But on the other hand, females are a little bit more picky. i mean, i tried doing 2 breeds at once. like in seperate breeding tanks, with seperate couples, after being conditioned for the same amount of time.

and my current (So far successful) Spawn, when i actually "Introduced them to each other" (Took out the divider) There was NO fin nipping, just dancing and a very little bit of chasing. But the difference was, is instead of actually taking the divider out, i scooped up the male, and put him in the females side of the tank, and then took out the divider, not to put him into shock, but to make him i guess a little bit less aggressive and a little bit less like "Hey this is my home, im top dog" and they were fine, really fun to watch.

But on the other hand, in my other tank, we scooped up the female and put her in the males side, and within 5 minutes max, part of her back fin (like on the end of her body, not below her body, i forget the name xD) got ripped off. and i mean, like a good chunk, enough to scare us and take her out and instantly give up on him.

In my eyes, some pairs are really just not ment for each other.

I'd suggest just reconditioning them and trying them again, and if its as violent as last time, give up on that pair and consider trying a more aggressive female.


----------



## LoveSGSE (Aug 2, 2010)

Ok, I'm going to condition them and keep you guys updated.
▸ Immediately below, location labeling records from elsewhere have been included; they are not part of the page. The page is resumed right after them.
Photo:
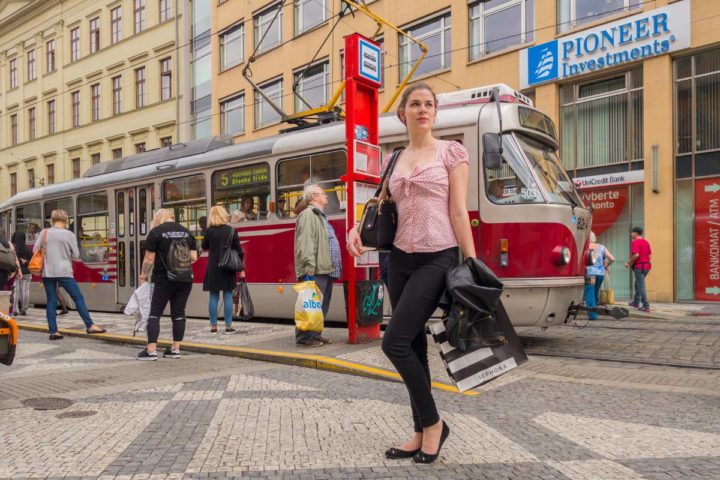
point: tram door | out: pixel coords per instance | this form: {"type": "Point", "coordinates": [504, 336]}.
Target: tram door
{"type": "Point", "coordinates": [134, 207]}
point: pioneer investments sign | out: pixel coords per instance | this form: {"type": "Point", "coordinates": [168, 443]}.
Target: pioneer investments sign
{"type": "Point", "coordinates": [631, 39]}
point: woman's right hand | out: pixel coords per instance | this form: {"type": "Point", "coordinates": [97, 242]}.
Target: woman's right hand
{"type": "Point", "coordinates": [354, 243]}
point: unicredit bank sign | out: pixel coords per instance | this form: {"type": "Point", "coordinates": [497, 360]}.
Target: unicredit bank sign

Thanks for the help


----------



## MrVampire181 (May 12, 2009)

Try some Nutra Fin Max Betta Water Conditioner to add to your water. And try not putting salt in the tank. Since I've started doing this my most aggresive males anf females have been able to breed with minimal damage.


----------



## LoveSGSE (Aug 2, 2010)

I did add water conditioner... And I dont put salt into the tank at all


----------



## MrVampire181 (May 12, 2009)

LoveSGSE said:


> I did add water conditioner... And I dont put salt into the tank at all


 I know but add some of Nutrafin Max. I add it to my regular water conditioner and I get spawns and less aggression.


----------



## LoveSGSE (Aug 2, 2010)

Ok, I'll try it. Thanks for the advise!


----------



## MrVampire181 (May 12, 2009)

LoveSGSE said:


> Ok, I'll try it. Thanks for the advise!


 No problem


----------



## LoveSGSE (Aug 2, 2010)

Hey guys, can u release the female tomorrow? I left the pair there for 2days, the male made a huge nest. But the female has no bars,clamp fins or anything... Please reply!


----------



## indjo (Jun 6, 2010)

I don't think so. She should at least show one sign of readiness. Try isolating the female for a day or two and float her again.

Remember don't rush them. Because it might only hurt the female.


----------



## FloridaBettas239 (Jun 29, 2010)

Take her away from him dont let her see him for 12 to 24 hour's, Then start letting them see each other again, she should be excited to see him!! also letting her see another female why her and the male are conditioning and seeing each other, will make her say he is mine and want to show off more for him....


----------